I was in 2nd grade and waiting in line with my dad for Space Mountain. Behind us in line was this rocker dude with long hair, probably around 16-18 years old. He was with two girls and this other taller weird looking rocker gentleman.
While in line, the rocker dude with the long hair kept staring at me. Nowadays, I’m perfectly used to people staring at me and I totally understand why somebody would. Heck, I would also stare at “me” if I saw myself waddling down the street. But as a little kid, I found his excessive staring a bit troubling and it freaked little Jonno out. I also found it strange he wasn’t paying any attention to the ladies he was with and instead was fixated on me.
He began talking to my dad and was asking questions about roller coasters. Apparently, this was his first roller coaster and he was surprised how calm I was given my young age. Little does he know at 30 years old, I still cover my eyes during scary movie trailers.
The rocker dude was overly nervous and heard rumors that roller coasters make you feel like your stomach drops. Surprisingly, my dad was able to somewhat calm him down and pretty much told him in so many words to pipe down and grow a pair.
Now, I’ll be the first one to tell you that I don’t have many talents. One of the talents God did bless me with besides an ample bosom was a ridiculous memory. I can remember the most obscure details and I’m pretty good with faces. Although it gets kind of annoying that I can always remember meeting someone, but they don't remember meeting me. If you're hot chick I get it, but if you're ugly there's no excuse.
So let’s cut to five or six years later and I'm starting to get into music. One of the bands I was into was Nirvana. When I began to see them on MTV, I thought to myself… “God that drummer looks familiar.”
I then put two and two together and realized the rocker dude with long hair staring at me was Dave Grohl! Plus, the taller rocker dude he was with kind of looked like the guitarist, Krist Novoselic.
|No wonder he was staring at me and not the girls.|
Mr.

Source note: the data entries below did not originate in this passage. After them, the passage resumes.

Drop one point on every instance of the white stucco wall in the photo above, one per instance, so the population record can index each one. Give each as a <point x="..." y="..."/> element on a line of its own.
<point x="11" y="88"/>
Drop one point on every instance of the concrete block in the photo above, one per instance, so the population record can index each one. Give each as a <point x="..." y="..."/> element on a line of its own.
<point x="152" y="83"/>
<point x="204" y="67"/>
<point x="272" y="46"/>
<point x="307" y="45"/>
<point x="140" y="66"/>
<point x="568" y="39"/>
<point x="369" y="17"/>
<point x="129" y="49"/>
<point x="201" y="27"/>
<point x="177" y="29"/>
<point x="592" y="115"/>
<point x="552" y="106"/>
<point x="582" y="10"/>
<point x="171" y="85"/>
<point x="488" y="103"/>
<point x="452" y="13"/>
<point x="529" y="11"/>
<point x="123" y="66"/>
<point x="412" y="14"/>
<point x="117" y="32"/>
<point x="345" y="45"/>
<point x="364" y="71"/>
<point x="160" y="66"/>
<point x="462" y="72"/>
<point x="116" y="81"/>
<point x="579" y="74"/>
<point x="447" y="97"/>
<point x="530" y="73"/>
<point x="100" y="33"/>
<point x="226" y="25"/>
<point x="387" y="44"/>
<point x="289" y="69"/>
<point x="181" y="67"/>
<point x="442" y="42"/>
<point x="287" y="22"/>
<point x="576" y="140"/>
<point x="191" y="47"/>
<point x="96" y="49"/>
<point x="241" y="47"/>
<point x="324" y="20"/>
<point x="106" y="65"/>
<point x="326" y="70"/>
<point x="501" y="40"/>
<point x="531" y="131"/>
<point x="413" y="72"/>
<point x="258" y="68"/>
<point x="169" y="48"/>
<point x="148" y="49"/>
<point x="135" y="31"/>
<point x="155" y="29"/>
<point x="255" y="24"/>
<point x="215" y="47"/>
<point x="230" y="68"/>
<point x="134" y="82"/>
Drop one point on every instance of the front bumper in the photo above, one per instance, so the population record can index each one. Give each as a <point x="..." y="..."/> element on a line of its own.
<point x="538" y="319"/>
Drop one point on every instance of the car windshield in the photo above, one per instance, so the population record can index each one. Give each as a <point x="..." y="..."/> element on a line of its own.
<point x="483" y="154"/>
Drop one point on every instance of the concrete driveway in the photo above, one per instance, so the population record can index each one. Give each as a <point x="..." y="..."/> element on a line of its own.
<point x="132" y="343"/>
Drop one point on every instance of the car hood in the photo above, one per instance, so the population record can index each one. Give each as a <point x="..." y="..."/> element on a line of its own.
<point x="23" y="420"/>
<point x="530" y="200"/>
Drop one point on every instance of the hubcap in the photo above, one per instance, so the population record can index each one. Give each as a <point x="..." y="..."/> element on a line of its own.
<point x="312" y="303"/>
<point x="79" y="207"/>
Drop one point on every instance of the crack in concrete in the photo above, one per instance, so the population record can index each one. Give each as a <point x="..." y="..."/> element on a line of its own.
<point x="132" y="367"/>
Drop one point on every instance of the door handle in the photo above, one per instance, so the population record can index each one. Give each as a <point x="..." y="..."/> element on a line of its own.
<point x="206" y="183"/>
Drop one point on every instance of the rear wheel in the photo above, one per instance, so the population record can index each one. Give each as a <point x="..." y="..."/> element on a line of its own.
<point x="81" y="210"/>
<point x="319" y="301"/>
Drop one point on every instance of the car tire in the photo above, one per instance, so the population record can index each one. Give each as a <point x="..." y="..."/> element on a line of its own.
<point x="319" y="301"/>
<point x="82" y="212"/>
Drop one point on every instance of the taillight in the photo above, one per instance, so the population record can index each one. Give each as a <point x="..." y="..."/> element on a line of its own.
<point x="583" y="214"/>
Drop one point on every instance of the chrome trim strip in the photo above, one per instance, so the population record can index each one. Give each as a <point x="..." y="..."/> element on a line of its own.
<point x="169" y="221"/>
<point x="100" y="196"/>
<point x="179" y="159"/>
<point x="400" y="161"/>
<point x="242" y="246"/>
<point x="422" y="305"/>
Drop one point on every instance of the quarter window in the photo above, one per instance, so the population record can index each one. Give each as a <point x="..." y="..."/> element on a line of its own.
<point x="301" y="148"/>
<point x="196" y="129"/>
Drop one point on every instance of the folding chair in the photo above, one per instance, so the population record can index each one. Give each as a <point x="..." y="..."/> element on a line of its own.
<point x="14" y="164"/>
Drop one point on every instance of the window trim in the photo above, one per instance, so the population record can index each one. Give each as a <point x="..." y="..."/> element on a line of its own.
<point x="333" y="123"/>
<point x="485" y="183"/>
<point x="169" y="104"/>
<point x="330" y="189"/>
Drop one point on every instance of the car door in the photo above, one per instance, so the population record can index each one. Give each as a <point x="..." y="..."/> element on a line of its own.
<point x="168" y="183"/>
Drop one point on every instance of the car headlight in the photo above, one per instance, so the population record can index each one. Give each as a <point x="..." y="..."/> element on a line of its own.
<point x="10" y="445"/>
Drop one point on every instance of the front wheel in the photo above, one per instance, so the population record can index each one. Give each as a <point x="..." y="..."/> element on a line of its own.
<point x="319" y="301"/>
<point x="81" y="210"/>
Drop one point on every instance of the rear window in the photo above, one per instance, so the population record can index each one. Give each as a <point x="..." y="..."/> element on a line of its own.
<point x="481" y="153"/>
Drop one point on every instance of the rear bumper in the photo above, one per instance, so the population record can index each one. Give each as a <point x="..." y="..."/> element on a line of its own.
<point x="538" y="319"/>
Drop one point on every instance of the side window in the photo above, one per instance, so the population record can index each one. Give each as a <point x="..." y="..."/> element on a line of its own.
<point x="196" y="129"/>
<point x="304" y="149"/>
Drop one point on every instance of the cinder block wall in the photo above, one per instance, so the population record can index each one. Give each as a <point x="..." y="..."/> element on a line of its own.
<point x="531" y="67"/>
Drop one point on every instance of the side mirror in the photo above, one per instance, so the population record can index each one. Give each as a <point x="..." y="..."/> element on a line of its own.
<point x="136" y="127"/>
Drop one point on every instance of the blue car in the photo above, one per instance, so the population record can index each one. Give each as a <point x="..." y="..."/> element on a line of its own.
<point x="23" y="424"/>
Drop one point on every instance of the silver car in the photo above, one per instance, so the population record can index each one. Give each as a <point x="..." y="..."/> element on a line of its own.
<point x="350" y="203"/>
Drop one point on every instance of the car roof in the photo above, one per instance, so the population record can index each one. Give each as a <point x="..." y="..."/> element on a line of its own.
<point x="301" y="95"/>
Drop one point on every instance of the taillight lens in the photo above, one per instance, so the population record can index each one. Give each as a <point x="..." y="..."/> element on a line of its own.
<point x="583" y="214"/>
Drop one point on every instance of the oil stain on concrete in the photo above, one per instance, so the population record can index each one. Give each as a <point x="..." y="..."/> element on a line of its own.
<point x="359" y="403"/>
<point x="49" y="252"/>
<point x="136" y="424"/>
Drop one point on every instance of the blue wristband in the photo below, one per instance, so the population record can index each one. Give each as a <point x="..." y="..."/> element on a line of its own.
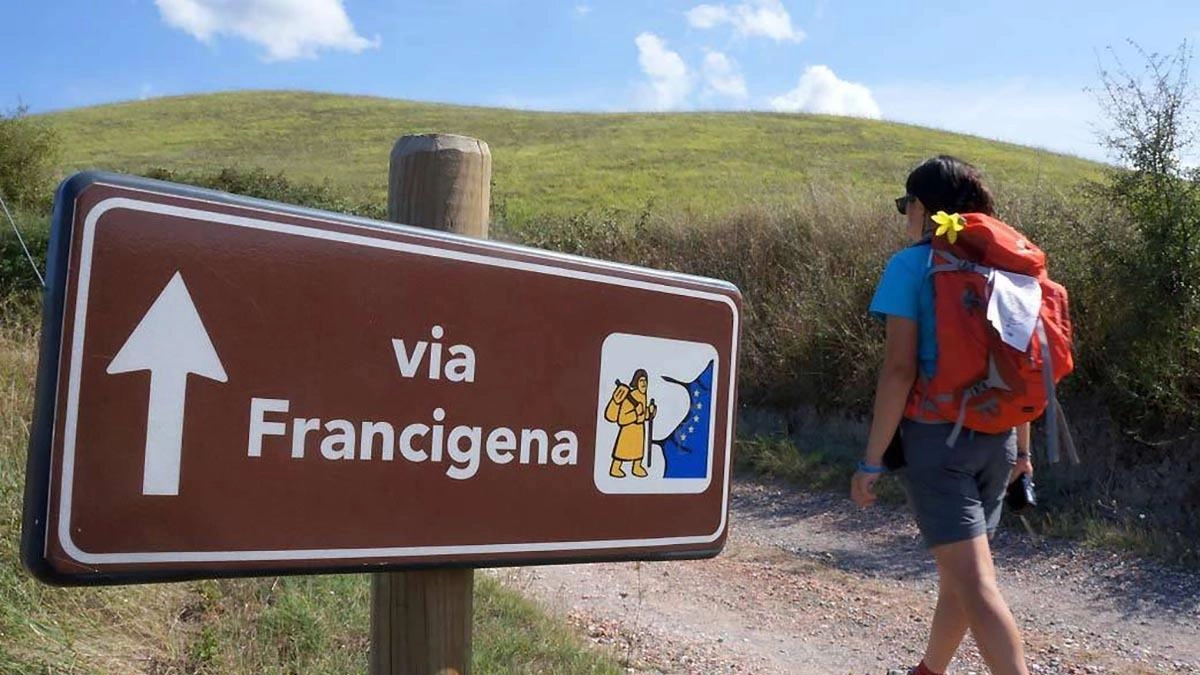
<point x="868" y="469"/>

Grohl must have put some kind of spell on me during our encounter because I’m pretty obsessed with him. I’m not a big fan on going to concerts or music in general, but I’ve probably seen the Foo Fighters live at least five times. Not only is he an amazing performer, but the dude is hilarious! Plus, how cool is that he was this quiet drummer of this legendary band and then starts his own group and has these extraordinary talents that nobody knew of?
Now I’m still not 100 percent sure that it was indeed Dave Grohl, but a 2007 interview he did with Time Out magazine helped make my theory a little more accurate. In the interview, they asked Mr. Grohl what's it like to be a father(his daughter had just been born) and what he enjoys doing with her. Mr. Grohl replied that one thing he won’t be doing with his daughter is taking her to Magic Mountain (an amusement park in California) because he’s afraid of roller coasters.
The only thing I forgot to mention is the restraining order he has against me. It's only 500 feet so it's not a big deal with binoculars.
How about some McNuggets? (What's the deal with the Chicken McBites? How dare they take attention away from my little babies!)
-Speaking of McNuggets... In recent news a woman was charged with offering sexual favors for McNuggets. Now if that's a crime, then I should be incarcerated for life.
-One of the many reasons I won't be getting laid tonight... I cut myself during shaving and left a piece of toilet paper hanging on my neck for the whole day at work.
-I'm very saddened by the death of Whitney Houston, but on the bright side it's finally socially acceptable for me to watch "The Bodyguard" alone and cry myself to sleep.
-I'm confused... When did the bad guy from "The Hangover" start playing for the Knicks and become good at basketball?
-So get this... I went to see "The Artist" and the friggin sound didn't work! I could hear the music, but I couldn't hear the people speak. And the crazy ticket clerk wouldn't give me a refund. I'm seriously going to boycott any AMC theater for now on. Who's with me?
-Why is it that whenever acquaintances find out that I jog or go to the gym... I always get this pity response of "Good for you!" They almost make me feel that I've somehow been able to defy the odds despite my obesity.
-I went to a friend's one-woman show and it occurred to me that if I ever did a one-man show it would consist of me sitting on the toilet, while I checked my Facebook news feed.
-Staying on the Facebook topic... I'm afraid the Facebook birthday wall epidemic is getting worse and worse. I've mentioned before how to put a stop to this and I'll mention it again... Before you write happy birthday on a friend's wall... Ask yourself, is this friend somebody I would normally call, e-mail or text happy birthday too if it wasn't for Facebook? (FYI, this does not apply to my own birthday on July 6th. Please feel free to give me the attention my ego desperately needs.)
-Another reason I won't be getting laid tonight.. I spent a few hours on this blog entry.